President Richard Nixon's signature created the Occupational Safety and Health Administration in December 1970. For the past seven years, labor leaders and workers' safety advocates say another Republican president has tried to turn back the clock to 1969.

From trying to slash worker safety training to its "fox-in-the-house" approach to filling executive jobs at OSHA with corporate managers, from killing the ergonomics rule as one of its first acts of office to refusing to increase mine safety enforcement even after multiple tragedies, the Bush administration has been criticized by everyone from religious leaders to CNN's Lou Dobbs.

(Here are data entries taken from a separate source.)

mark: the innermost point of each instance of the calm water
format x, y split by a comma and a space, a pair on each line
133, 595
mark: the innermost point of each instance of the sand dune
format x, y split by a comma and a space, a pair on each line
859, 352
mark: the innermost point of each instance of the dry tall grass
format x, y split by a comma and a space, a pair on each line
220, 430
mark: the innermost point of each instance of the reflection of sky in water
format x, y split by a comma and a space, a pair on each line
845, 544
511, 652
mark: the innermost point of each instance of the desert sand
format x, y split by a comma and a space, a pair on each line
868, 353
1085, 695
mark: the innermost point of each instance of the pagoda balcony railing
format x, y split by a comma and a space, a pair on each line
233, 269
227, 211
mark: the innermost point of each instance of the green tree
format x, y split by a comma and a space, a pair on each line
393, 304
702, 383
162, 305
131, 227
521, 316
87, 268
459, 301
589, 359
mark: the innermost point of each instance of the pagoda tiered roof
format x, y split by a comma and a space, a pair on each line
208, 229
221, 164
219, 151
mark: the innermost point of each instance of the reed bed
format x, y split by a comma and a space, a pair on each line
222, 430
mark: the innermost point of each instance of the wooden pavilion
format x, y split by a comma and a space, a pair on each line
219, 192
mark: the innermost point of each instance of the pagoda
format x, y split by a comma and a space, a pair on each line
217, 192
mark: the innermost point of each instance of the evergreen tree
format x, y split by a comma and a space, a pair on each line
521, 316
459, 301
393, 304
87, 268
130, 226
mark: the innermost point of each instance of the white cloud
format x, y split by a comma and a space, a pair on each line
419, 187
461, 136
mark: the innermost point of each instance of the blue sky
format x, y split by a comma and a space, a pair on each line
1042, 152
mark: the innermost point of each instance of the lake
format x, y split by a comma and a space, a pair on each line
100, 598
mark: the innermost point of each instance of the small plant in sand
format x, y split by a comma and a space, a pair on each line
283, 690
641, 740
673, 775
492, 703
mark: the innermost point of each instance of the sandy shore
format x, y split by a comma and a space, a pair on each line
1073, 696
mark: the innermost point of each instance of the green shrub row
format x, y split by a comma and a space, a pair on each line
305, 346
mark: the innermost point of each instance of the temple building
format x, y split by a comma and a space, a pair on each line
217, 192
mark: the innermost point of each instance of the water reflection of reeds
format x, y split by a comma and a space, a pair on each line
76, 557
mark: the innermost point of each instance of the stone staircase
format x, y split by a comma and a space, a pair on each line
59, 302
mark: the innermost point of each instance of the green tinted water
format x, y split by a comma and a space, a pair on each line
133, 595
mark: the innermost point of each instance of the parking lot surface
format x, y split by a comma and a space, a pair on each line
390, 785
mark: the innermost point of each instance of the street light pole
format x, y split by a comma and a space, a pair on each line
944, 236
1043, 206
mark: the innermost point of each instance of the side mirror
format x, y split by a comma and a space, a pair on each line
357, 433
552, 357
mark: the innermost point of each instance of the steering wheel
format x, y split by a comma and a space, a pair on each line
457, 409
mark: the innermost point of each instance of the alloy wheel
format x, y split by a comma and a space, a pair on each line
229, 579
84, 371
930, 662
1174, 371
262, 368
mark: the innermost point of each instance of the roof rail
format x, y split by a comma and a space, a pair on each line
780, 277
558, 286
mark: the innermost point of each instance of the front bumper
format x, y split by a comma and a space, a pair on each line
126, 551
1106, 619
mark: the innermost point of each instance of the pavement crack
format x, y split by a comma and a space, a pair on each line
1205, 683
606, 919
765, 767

"This administration has turned the mission of OSHA on its head," CWA President Larry Cohen said. "Rather than fighting for safer workplaces and aggressively enforcing the laws on the books, OSHA under Bush — like every other federal agency today that's supposed to protect workers or consumers — has been defunded."

How resistant is the administration to pro-worker policies? It took many years, a lawsuit and estimated 400,000 injured workers before officials had their arms twisted hard enough to issue a rule in November requiring employers to pay for personal protective gear for workers in dangerous jobs.

Though employers provide most on-the-job safety equipment, many workers in industries such as meatpacking, poultry and construction have had to pay for some of it themselves, including hard hats, lifelines, face shields and gloves. The rule requiring employers to foot the bill was first proposed in 1999 but was abandoned when President Bush took office. Now, a lawsuit by the AFL-CIO and the United Food and Commercial Workers and a congressional deadline have forced OSHA to act.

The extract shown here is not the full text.